4) Choosing Parameters

The false positive rate depends on:

• m: number of bits (more bits = lower FP rate)
• k: number of hash functions (there's an optimal k)
• n: number of elements inserted

Formulas:

Optimal k:

k = (m/n) × ln(2) ≈ 0.693 × (m/n)

False positive rate (approximately):

FP ≈ (1 - e^(-kn/m))^k

Rule of thumb:

• 10 bits per element with 7 hash functions → ~1% false positive rate
• 5 bits per element with 3-4 hashes → ~10% false positive rate

5) Implementation in Go

type BloomFilter struct {
    bits []bool
    k    int
    size int
}

func NewBloomFilter(size, k int) *BloomFilter {
    return &BloomFilter{
        bits: make([]bool, size),
        k:    k,
        size: size,
    }
}

// Generate k hash positions using double hashing
func (bf *BloomFilter) hashPositions(value string) []int {
    h1 := fnv1a(value)
    h2 := djb2(value)

    positions := make([]int, bf.k)
    for i := 0; i < bf.k; i++ {
        // Double hashing: h(i) = h1 + i*h2
        positions[i] = int((h1 + uint64(i)*h2) % uint64(bf.size))
    }
    return positions
}

func (bf *BloomFilter) Add(value string) {
    for _, pos := range bf.hashPositions(value) {
        bf.bits[pos] = true
    }
}

func (bf *BloomFilter) Contains(value string) bool {
    for _, pos := range bf.hashPositions(value) {
        if !bf.bits[pos] {
            return false  // Definitely not present
        }
    }
    return true  // Probably present
}

6) Double Hashing Trick

You don't need k independent hash functions. Use double hashing:

h(i) = h1(x) + i × h2(x)   for i = 0, 1, ..., k-1

Where h1 and h2 are two independent hash functions (e.g., FNV-1a and DJB2, or different seeds of the same function).
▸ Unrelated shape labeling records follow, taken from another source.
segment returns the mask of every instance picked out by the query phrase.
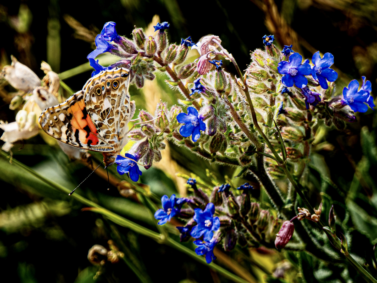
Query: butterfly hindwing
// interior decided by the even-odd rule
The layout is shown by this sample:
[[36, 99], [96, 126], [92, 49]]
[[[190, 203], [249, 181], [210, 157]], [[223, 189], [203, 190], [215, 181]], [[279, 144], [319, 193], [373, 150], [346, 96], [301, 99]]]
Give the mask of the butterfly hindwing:
[[88, 115], [82, 91], [62, 103], [46, 108], [41, 114], [39, 122], [44, 131], [66, 143], [96, 151], [114, 150], [111, 145], [99, 136]]
[[83, 88], [88, 114], [98, 134], [115, 146], [124, 143], [127, 124], [135, 113], [130, 106], [129, 72], [124, 68], [106, 70]]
This is mathematically proven to work as well as k independent functions.

7) Common Hash Functions

FNV-1a (fast, good distribution):

func fnv1a(s string) uint64 {
    var h uint64 = 14695981039346656037
    for i := 0; i < len(s); i++ {
        h ^= uint64(s[i])
        h *= 1099511628211
    }
    return h
}

DJB2 (simple, fast):

func djb2(s string) uint64 {
    var h uint64 = 5381
    for i := 0; i < len(s); i++ {
        h = ((h << 5) + h) + uint64(s[i])
    }
    return h
}

8) When to Use Bloom Filters

Good use cases:

• Cache: "Is this URL likely cached?" (avoid disk lookup if no)
• Databases: "Might this key exist?" (avoid expensive scan if no)
• Network: "Have I seen this packet before?"
• Spell checkers: "Is this a known word?"

Bad use cases:

• Need to delete elements (standard Bloom filters don't support deletion)
• Need exact membership (no false positives allowed)
• Small sets (hash set is simpler and exact)

9) Variants

Counting Bloom Filter: Replace bits with counters to support deletion. Uses more memory.

Cuckoo Filter: Supports deletion, can be more space-efficient for some FP rates.

HyperLogLog: Estimates cardinality (count of distinct elements) using very little memory.

10) Complexity Analysis

Where k is typically 3-10 and m might be millions of bits (but still much smaller than storing elements).

Outcomes

After this module, you should be able to:

• Explain why Bloom filters have false positives but not false negatives
• Implement a Bloom filter with k hash functions
• Use double hashing to generate k positions from 2 hash functions
• Choose appropriate m and k for a target false positive rate
• Recognize when Bloom filters are the right tool

Practice Set

1. Bloom Filter (Medium) — Implement Add and Contains with configurable size and k

This single problem covers the core concept. Extensions to explore: counting Bloom filters, analyzing false positive rates experimentally.